Politik und Wirtschaft haben eine Allianz für die Aus- und Weiterbildung von Flüchtlingen beschlossen.(Foto: dpa)
Freitag, 18. September 2015

"Deutsch, Deutsch, Deutsch": Bündnis will Integration beschleunigen

Wirtschaft, Politik und Gewerkschaften sind sich einig: Flüchtlinge müssen so schnell wie möglich Deutsch lernen und arbeiten. Das Bündnis macht eine Reihe von Vorschlägen, wie dies gelingen soll. Dazu gehört ein längeres Bleiberecht.

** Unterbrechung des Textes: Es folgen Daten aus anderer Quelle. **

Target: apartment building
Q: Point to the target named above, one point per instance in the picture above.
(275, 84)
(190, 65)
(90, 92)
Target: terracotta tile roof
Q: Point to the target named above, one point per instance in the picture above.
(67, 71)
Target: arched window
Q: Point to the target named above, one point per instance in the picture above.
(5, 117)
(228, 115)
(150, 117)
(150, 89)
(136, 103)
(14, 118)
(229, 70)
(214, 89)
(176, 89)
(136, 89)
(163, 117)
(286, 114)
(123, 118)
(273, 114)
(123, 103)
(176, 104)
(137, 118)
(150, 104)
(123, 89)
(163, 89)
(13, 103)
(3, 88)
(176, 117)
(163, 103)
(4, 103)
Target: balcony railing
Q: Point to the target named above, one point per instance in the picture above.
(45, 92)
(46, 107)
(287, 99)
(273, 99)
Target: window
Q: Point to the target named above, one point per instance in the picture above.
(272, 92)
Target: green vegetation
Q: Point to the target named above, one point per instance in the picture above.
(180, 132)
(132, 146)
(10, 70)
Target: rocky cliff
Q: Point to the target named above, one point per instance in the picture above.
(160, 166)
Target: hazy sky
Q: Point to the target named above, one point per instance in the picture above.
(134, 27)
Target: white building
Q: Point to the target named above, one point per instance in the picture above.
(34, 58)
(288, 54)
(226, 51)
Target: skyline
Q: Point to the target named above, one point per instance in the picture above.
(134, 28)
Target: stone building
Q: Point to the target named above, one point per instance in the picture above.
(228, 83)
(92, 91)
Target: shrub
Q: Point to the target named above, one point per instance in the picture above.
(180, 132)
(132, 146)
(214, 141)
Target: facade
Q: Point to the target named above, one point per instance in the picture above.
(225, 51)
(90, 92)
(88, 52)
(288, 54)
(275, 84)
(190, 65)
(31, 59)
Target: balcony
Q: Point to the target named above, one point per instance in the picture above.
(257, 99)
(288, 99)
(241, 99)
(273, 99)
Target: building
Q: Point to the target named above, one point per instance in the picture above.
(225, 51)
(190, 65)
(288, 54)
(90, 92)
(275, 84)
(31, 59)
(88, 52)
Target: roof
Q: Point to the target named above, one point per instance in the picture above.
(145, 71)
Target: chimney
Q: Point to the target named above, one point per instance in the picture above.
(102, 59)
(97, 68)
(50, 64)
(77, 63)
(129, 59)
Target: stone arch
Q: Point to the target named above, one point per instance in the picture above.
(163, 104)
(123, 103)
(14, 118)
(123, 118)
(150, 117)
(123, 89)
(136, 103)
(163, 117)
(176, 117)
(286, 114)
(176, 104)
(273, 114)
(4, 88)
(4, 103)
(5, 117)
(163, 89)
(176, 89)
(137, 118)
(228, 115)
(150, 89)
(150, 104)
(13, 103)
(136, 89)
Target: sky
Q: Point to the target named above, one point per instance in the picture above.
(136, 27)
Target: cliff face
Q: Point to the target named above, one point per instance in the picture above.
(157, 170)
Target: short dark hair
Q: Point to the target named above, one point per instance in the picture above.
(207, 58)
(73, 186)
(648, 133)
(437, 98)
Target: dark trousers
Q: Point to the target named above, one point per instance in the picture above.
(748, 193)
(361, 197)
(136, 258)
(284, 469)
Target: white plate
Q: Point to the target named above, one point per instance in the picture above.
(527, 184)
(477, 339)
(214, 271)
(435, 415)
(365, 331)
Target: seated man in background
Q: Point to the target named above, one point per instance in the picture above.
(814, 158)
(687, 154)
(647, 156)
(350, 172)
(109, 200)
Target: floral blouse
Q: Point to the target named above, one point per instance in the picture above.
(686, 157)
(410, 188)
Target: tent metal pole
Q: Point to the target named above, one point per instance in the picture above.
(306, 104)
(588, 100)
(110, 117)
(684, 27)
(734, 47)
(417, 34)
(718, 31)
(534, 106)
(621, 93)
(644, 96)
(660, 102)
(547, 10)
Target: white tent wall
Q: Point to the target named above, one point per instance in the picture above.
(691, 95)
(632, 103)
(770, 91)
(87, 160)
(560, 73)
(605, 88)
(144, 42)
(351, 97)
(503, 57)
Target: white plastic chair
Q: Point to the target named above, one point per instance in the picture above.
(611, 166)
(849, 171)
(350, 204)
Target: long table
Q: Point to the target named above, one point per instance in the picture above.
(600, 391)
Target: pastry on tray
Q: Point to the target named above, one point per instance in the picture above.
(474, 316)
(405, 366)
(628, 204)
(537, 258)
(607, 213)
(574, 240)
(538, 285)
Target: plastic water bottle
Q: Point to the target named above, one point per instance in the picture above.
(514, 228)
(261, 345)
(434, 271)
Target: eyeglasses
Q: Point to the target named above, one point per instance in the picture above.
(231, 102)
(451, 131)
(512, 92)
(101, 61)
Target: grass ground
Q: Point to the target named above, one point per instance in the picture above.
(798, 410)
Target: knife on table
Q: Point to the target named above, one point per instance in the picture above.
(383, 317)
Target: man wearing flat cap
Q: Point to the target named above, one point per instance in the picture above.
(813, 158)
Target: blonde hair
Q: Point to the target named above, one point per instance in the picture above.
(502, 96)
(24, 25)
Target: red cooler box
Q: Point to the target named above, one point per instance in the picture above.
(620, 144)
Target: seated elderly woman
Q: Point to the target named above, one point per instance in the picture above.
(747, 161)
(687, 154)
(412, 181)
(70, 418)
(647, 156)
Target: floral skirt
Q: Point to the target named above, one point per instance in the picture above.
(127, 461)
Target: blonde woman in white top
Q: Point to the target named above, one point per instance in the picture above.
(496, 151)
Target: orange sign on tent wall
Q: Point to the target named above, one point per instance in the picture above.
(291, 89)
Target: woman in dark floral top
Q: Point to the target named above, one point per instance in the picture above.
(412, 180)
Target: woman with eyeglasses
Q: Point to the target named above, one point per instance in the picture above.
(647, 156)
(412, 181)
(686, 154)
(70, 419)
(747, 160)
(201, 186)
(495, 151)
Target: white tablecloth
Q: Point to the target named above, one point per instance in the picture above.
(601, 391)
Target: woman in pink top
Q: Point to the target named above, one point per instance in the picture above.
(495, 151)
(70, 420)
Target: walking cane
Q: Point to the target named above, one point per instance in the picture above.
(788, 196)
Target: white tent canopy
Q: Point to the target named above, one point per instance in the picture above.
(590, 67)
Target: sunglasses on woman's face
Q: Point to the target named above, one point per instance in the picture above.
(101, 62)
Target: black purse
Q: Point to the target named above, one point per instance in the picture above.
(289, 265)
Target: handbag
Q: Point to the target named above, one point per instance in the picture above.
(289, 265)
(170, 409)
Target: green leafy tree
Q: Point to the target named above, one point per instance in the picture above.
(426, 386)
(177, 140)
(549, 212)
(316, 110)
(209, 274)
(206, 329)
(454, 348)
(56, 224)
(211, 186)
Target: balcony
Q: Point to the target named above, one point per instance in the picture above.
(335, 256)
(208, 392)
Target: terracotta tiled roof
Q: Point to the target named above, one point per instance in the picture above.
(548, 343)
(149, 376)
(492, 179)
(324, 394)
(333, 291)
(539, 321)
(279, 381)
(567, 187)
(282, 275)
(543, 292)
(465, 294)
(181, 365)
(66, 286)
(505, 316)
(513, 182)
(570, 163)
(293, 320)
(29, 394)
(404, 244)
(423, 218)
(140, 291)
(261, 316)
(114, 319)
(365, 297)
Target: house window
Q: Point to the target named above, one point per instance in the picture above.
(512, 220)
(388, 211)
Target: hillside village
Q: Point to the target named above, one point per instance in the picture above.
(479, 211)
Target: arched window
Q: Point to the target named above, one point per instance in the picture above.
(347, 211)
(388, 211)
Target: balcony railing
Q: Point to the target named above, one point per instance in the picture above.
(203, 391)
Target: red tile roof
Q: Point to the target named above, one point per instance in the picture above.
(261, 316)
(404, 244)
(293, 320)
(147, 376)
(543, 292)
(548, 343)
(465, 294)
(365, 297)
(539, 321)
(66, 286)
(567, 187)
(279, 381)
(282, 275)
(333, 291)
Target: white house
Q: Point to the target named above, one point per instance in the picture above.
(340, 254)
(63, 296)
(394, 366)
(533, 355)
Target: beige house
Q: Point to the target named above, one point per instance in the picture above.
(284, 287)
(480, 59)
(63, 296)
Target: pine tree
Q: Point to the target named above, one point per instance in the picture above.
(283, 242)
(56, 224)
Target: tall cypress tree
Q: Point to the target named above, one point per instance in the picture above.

Die Wirtschaft verspricht sich viel von einer schnellen Integration der Flüchtlinge in den Arbeitsmarkt. Knapp 600.000 freie Stellen sind bei der Bundesagentur für Arbeit gemeldet. Gleichzeitig wollen viele Flüchtlinge in Deutschland studieren oder arbeiten. Bei einem Spitzentreffen in Berlin haben die Minister für Wirtschaft, Arbeit und Bildung und die Flüchtlingsbeauftragte der Bundesregierung mit Arbeitgebern und Gewerkschaften darüber beraten, was für eine erfolgreiche Integration der Flüchtlinge erforderlich ist.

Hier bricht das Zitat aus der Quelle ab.